今週末、4月14日、15日(2007年)に、Present Tree「ヤマガラの森」の植林をおこないました。今回はそのレポートです。

植林をおこなう前に、準備が必要です。事前に、何が必要なのかを考えることが、まず準備。この「何を考えるかを考える」というアプローチは、クリティカル(ロジカル)シンキングの方法論そのものです。

ロジックツリーで見ると、こんな感じですね。

1.植える苗
1-1.苗の種類
1-2.苗のグレードと価格
1-3.苗の発注先
1-4.納期
2.植える方法
2-1.植える密度
2-2.分散のコンセプト
2-3.植える具体的な方法
3.会の運営方法
3-1.メンバー募集と確認
3-2.資材のリストアップ
3-3.資材の調達
3-4.メッセージ
3-5.タイムスケジュール

こんな感じでリストアップした上で、時間軸で早めにやることと、あとからでもいいものに順位づけて実行するわけですが、たとえば、3-1.のメンバー募集のようなものは、二段階に分けて行うほうが効果的です。

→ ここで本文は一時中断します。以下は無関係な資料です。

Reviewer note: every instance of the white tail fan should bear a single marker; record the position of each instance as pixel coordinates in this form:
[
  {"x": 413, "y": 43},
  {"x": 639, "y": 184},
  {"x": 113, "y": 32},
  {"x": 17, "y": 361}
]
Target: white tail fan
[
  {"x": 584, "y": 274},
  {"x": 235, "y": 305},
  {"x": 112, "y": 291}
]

八ヶ岳まで来るということは、かなり前に日程を決めたいと思うのが普通なので、まずこれが一番先におこなう必要があります。今回は、計画自体の実行をほぼ決めた段階で、植林にいちばん季節的によい4月におこなうことにして、回数を決めるわけですが、機会を増やせばこちらの運営の負荷が掛かり、一方、植林の効率はある程度の人数が集まったほうがよいので、あまり回数をやることには意味がありません。また、植林に来る意思がある人なら、多少の予定は後回しにしても、その日程に来たいと思うはずなので、週末2回、4日間を設定すれば良いだろうと考えました。ちょうどゴールデンウィークに掛かるので、この4日間にどうしても来れない人は、GWに来てもらえばいいと考えて、4日間を設定しました。この日程を、2月ごろには決めて告知して、寄付の申込と同時に、植林に来るかどうかを考えられるようにしました。その後、3月下旬に最終的な実行計画をメールして、集まってもらったのですが、それぞれ20名、21名という人数が集まり、告知については成功したと思っています。

次に時間が掛かりそうなのが、苗の発注です。苗は自然が相手のものなので、今日発注して明日来る、というようなわけにはいきません。ただ、事前に地元の「木こりさん」に聞いておいたので、発注先と納期についてはだいたい1か月前程度でなんとかなるという感触はつかんでいました。そこで、3月中旬に、地域の峡北森林組合に電話をかけて主旨を伝えて、こちらのおおよその発注内容と納期を伝え、見積をもらいました。とはいえ、予想通り、このやりとりは都会のビジネスのようには行かず、まず、電話でのやりとりでメールに切り替えるのに時間がかかりました。でも数回のやりとりでメールに切り替えることができたのは、さすがに時代の変化でしょう。結局、予定した発注を予定通りに届けてもらうことができるようになったのですが、これが確定したのが植林の1週間前で、気分はけっこう綱渡りでした。田舎の人を相手にするときは、時間の余裕と、明確な意思表示(このときまでないとだめだ、何とかしてほしいということ)、納品場所や納品に来る人、その携帯電話での連絡先、支払い方法など、緻密に連絡を取っておかないと、ミスが出る可能性があります。このあたりは、田舎暮らし6年間の経験がものをいうところです。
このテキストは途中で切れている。